Un autre constat est que la décomposition des bois-morts varie aussi selon leur disposition dans le microrelief ou leur degré d'enfouissement[14]. Les modes de gestion sylvicole dits « proches de la nature » (type prosilva) cherchent - quand il s'agit d'exploiter la forêt « en bouquets » - à imiter les chablis naturels (trouées généralement de petite taille, touchant des peuplements plutôt anciens ou sénescents, et laissant une clairière dont la luminosité et le microclimat sont favorables à la bonne croissance des plants naturellement issus de graines). Le forestier prend soin d'alors laisser au sol un peu de bois-mort qui contribuera à l'entretien de la fonge et de l'humus forestiers.

Le chablis naturel permet la régénération forestière et l'entretien de sols de qualité dans les forêts primaires. Comprendre son rôle et celui de la topographie peut aussi aider le sylviculteur à anticiper les interactions du chablis avec la sylviculture. Certaines pratiques sylvicoles peuvent augmenter le risque de chablis[15], « Dans les peuplements susceptibles, la coupe par bandes, l'éclaircie ou la création de nouvelles lisières peuvent occasionner des dommages considérables »[15], pour améliorer ses résultats[15]. En forêt de type taïga, certains auteurs, pour améliorer la qualité de sols forestiers, recommandent de mettre en œuvre des actions imitant les chablis « tous les 200–400 ans pour maintenir la capacité productive du sol dans ces écosystèmes »[13].

Perspective historique

En Europe, le volume (en mètres cubes) de bois abattus par le vent connaît une augmentation depuis 150 ans. Cette augmentation se décompose en trois phases :

  • de 1865 à 1950 : augmentation lente et régulière en « Europe Centrale et du Nord » (Allemagne, Autriche, Hongrie, Pologne, République tchèque, Slovaquie, Danemark, Suède, Finlande). Variation marginale en « Europe de l'Ouest » (Irlande, France, Grande-Bretagne, Italie, Espagne) ;
  • de 1951 à 1981 : forte augmentation en « Europe Centrale et du Nord », augmentation lente et régulière en « Europe de l'Ouest » ;
  • de 1982 à 2000 (dernière statistique disponible) : forte augmentation en « Europe Centrale et du Nord » et en « Europe de l'Ouest ».

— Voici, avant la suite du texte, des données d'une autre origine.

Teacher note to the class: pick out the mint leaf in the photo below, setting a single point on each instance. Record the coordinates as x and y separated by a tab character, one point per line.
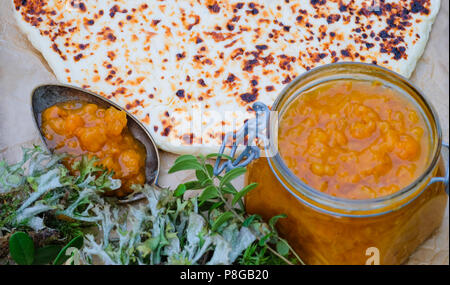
21	248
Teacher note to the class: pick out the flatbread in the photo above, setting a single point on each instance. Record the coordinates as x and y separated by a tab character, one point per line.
190	70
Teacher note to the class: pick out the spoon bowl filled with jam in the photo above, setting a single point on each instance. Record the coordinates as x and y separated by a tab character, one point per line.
78	123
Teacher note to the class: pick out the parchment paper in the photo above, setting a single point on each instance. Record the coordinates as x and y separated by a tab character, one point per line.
22	68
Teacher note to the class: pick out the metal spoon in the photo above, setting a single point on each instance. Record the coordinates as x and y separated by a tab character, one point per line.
45	96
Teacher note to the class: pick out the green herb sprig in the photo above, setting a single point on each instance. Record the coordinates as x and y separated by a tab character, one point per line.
218	192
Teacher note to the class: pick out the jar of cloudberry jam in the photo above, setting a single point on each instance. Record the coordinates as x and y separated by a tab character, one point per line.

Cette augmentation depuis 150 ans du chablis en Europe serait une conséquence du réchauffement climatique selon un rapport publié par le Parc Naturel du Morvan en 2006[16].

Cette augmentation peut selon les cas avoir diverses causes qui peuvent s'additionner :

  • vieillissement naturel de certaines parcelles,
  • arbres moins profondément ancrés en raison d'un sol enrichi en nitrates en surface,
  • systèmes racinaires affaiblis (alternances de canicules et périodes pluvieuses aux hivers doux, engins forestiers trop lourds écrasant les racines et tassant les sols fragiles),
  • augmentation du nombre et de la force des tempêtes,
  • systèmes de coupes rases ou de lisières rectilignes favorisant les attaques d'insectes (par les scolytes notamment) et le renversement par le vent.

Elle pourrait encore être renforcée à l'avenir en raison des dérèglements climatiques attendus.

Modélisation

De nombreux auteurs ont cherché à modéliser les facteurs de risques de chablis, notamment dans la perspective du dérèglement climatique, et pour aider les gestionnaires à évaluer le risque à la parcelle, et le cas échéant formuler des prescriptions ou adaptations sylvicoles et assurantielles, afin de réduire les pertes induites par les chablis ou faire en sorte qu'ils deviennent utiles à la forêt.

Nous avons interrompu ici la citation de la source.